Search
Question: about DEseq for spike-in datasets
0
3.1 years ago by
United States
gan.haiyun0 wrote:

I try to use DEseq2 to Identify the changed genes in my two chip-seq data.

Because our experiment design is use the spike-in chromatin to do

normalization, so we do not need estimate the effective library size.

I just assign a value to sizeFactors like:

> sizeFactors(data) <-- c(-1,-2)

> sizeFactors(data)

> hj67 hj68

1    2

> res = nbinomTest(data, "wt", "ko" );

> My question is :

1) I am not sure whether i can do like this ?

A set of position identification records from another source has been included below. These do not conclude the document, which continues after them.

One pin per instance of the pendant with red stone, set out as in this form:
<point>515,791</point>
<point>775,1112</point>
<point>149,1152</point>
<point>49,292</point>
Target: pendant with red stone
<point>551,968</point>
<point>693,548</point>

2) Another question is: when I want to the sizeFactors is 1 and 2,  why I need input -1 and -2 ?

modified 3.1 years ago • written 3.1 years ago by gan.haiyun0

Before I reply: Please correct the post type from "tutorial" for "question". Otherwise, this might end up anywhere.

1
3.1 years ago by
Simon Anders3.5k
Zentrum für Molekularbiologie, Universität Heidelberg
Simon Anders3.5k wrote:

2) Another question is: when I want to the sizeFactors is 1 and 2,  why I need input -1 and -2 ?

What makes you think that you have to input -1 and -2? This is, of course, wrong. If the size factors you calculated are 1.23 and 0.78, then you should put

sizeFactors(data) <- c( 1.23, 0.78 )

1) I am not sure whether i can do like this ?

Yes, of course, you can manually specify size factors, provided that they are correct. Whether your size factors are correct depends on how you calculated them. Your example, "1 and 2", does not look like realistic values.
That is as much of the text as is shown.